Souffrant et fatigué, le célèbre astrophysicien de 88 ans n’a pu venir comme prévu à l’Arboretum national des Barres de Nogent-sur-Vernisson (Loiret) où il aurait dû animer la conférence « Écologie et Biodiversité » ce dimanche 4 octobre lors du week-end de la Fête des Plantes. Pour autant, sa passion des arbres a été mise en scène par l’ensemble Calliopée autour d’une lecture musicale touchante et intime et d’un texte visionnaire, presque prophétique, de Giono.
L’Ensemble Calliopée a proposé un après-midi entre littérature, musique et écologie. ©EB
La promotion de son nouveau livre La Fureur de vivre (ed. Seuil) dans les médias depuis cet été est sans doute à l’origine de ce coup de fatigue qui a privé une partie des visiteurs, venus nombreux ce dimanche 4 octobre à l’Arboretum national des Barres de Nogent-sur-Vernisson (Loiret), d’une rencontre privilégiée avec le célèbre astrophysicien et président d’honneur de l’association Humanité et Biodiversité. Une annonce de dernière minute qui a obligé l’Arboretum à repenser illico l’organisation de son après-midi en changeant de lieu pour permettre la projection d’un montage vidéo d’Hubert Reeves à l’Espace des Étangs dans le centre de Nogent.

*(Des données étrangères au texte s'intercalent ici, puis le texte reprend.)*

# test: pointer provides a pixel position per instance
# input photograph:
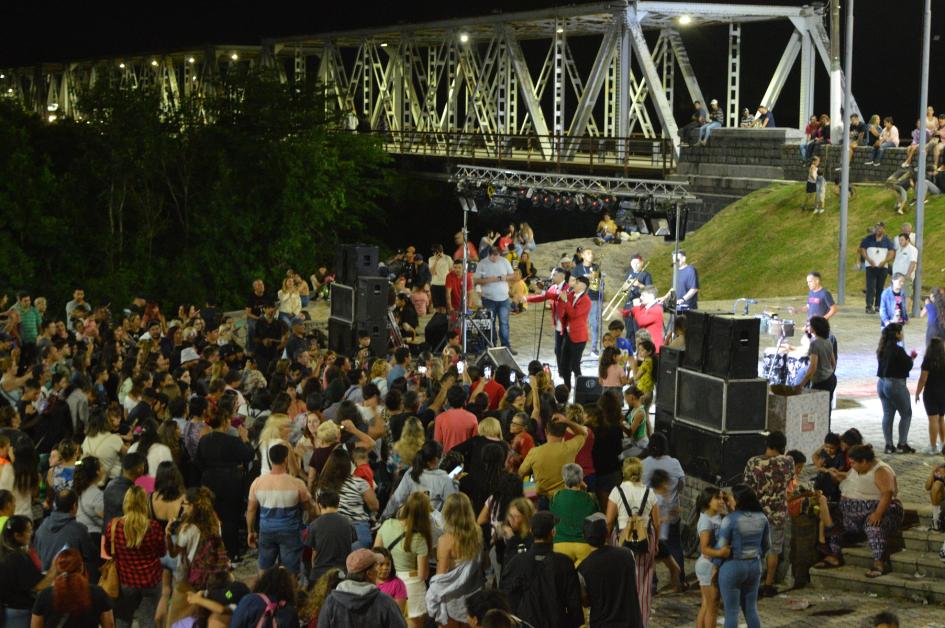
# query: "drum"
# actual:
(774, 366)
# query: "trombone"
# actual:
(615, 304)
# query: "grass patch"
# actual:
(763, 245)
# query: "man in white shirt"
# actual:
(493, 274)
(907, 256)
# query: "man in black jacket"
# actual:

C’est donc sur scène (et au sec !) qu’un bout de forêt a été reconstitué à la hâte… Un décor forestier qui plantait le décor d’une première lecture musicale, coproduite par Le TIR et la Lyre et l’Ensemble Calliopée, L’Homme qui plantait des Arbres de Jean Giono, suivie d’une autre, Arbres Aimés, produite par l’Ensemble Calliopée seul d’après l’ouvrage d’Hubert Reeves (Ed. Seuil). Lectures entrecoupées d’intermèdes musicaux.

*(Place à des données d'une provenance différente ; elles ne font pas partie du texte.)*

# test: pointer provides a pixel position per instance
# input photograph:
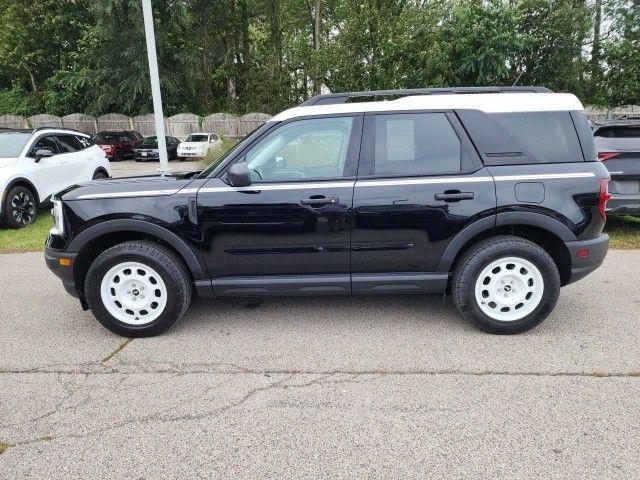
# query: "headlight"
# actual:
(58, 219)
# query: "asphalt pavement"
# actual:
(321, 387)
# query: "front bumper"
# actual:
(52, 257)
(622, 204)
(595, 249)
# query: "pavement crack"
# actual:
(118, 349)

Hubert Reeves, miroir de Giono
Hubert Reeves, souffrant, ce sont des extraits vidéos qui ont été projetés au public. ©EB
C’est d’abord l’œuvre de Giono qui nous conduit à la cause écologique… Plus qu’un manifeste, une vision presque prophétique. À 1200 m d’altitude, au cœur de la Provence « où le vent souffle avec brutalité », où règne la sécheresse et ne poussent que des lavandes sauvages autour de « squelettes de villages abandonnés », un berger va planter 10 000 chênes « là où il ne poussait rien », « où le pays mourait par manque d’arbres ». Une parabole de la générosité, de la patience et de l’action positive d’un seul homme agissant sur son milieu : la forêt, dans un cercle vertueux, allait redonner vie aux villages, faire revenir l’eau, transporter des odeurs, apporter une économie, de la jeunesse, de l’espoir, et bien-être. 67 ans plus tard, le colibri qui fait sa part, la reforestation et autres campagnes de plantations d’arbres n’ont jamais été autant au cœur des enjeux environnementaux de notre société.

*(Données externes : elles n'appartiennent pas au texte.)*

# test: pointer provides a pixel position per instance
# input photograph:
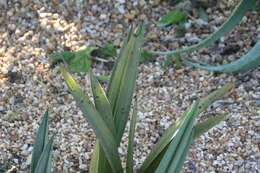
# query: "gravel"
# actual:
(31, 30)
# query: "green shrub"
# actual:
(110, 111)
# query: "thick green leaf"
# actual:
(202, 14)
(184, 130)
(130, 147)
(44, 163)
(232, 21)
(123, 79)
(247, 62)
(102, 131)
(40, 142)
(145, 56)
(78, 61)
(99, 162)
(206, 125)
(174, 17)
(155, 156)
(109, 50)
(101, 103)
(184, 154)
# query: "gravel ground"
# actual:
(31, 30)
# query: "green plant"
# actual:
(81, 60)
(42, 149)
(173, 17)
(109, 114)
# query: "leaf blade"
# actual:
(44, 164)
(130, 161)
(173, 17)
(103, 133)
(41, 141)
(123, 79)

Les arbres aimés d’Hubert Reeves
Hubert Reeves chez lui, à Malicorne, au milieu de ses arbres aimés. © Karine Lethiec
Bien plus au nord, en Bourgogne, un autre homme a décidé un jour de planter des arbres. Depuis 40 ans, Hubert Reeves s’y emploie dans sa propriété de Malicorne. Tout démarre par sept cèdres du Liban. Le déclic ? Des timbres qu’il admirait dans un album et « l’envie de voir lui survivre des arbres millénaires ». Sa première rencontre, c’était au Jardin des Pantes de Paris, un cèdre de 1734 planté par Cuvier, raconte t-il en bande son. Puis à Beyrouth, les cèdres de Masser el Chouf « aux troncs impérieux de plus de 3000 ans… ».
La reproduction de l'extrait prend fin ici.